Andranno escluse in linea di massima sanzioni, civili e penali, nei casi di assistenza - al suicidio - prestata a favore di un parente o di un amico il quale accusi spasmi insopportabili; e che abbia scelto l’approdo alla morte quale via per sottrarsi a quell’incubo.
La materia è come si sa in forte evoluzione nei paesi europei; dove permane comunque, con diversi gradi di severità, la punibilità dell’aiuto al suicidio dettato da motivi di filantropia.
Filo prescrittivo dovrebbe essere, qui, il tendenziale scagionamento per chi abbia scelto di non voltare le spalle a una persona che soffra in modo grave; nei confronti della quale la scienza medica appaia disarmata, sostanzialmente, pure a livello di terapia del dolore; che non abbia alcuna possibilità di guarigione o miglioramento; la cui permanenza in vita non sia legata a un trattamento di sostegno, prestato meccanicamente; che non desideri, avendolo scritto o detto in modo espresso, continuare più a vivere; che non sia in grado, per ragioni fisiche o d’altro genere, di uccidersi da solo.

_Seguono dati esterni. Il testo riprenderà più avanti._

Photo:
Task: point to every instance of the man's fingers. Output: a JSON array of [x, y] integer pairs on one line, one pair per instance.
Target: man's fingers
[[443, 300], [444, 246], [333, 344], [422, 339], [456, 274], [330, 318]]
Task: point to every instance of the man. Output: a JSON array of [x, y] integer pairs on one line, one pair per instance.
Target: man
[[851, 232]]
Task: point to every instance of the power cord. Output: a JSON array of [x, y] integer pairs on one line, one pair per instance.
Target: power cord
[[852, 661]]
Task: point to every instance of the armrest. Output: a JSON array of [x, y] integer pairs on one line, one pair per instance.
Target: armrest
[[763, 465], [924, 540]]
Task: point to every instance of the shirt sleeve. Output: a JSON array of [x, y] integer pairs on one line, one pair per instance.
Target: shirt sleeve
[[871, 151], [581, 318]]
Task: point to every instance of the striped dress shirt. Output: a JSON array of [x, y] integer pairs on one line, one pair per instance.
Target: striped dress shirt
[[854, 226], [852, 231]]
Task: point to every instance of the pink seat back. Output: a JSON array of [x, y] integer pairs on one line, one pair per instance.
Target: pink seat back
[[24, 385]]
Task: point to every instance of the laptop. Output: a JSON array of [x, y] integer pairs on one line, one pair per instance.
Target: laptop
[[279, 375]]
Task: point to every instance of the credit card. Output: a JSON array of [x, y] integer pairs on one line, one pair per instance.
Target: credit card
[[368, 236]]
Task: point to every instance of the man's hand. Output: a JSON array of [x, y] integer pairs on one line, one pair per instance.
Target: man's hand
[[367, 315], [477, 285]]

Come non vedere in effetti, anche se differenze possono non mancare, la crudeltà di un assetto nel quale l’aiuto a porre fine all’esistenza – dinanzi a sofferenze devastanti, di pari grado - venisse concesso oppure negato a seconda della dipendenza o meno, per il malato, da qualche “aggeggio ingegneristico”? Un paziente non vincolato cioè ad alcun macchinario ospedaliero per la sua sopravvivenza, e che continuando a rimanere al mondo soffra però terribilmente, senza che i farmaci riescano a lenire le sue fitte, in termini apprezzabili, non potrà venire aiutato in nessun modo?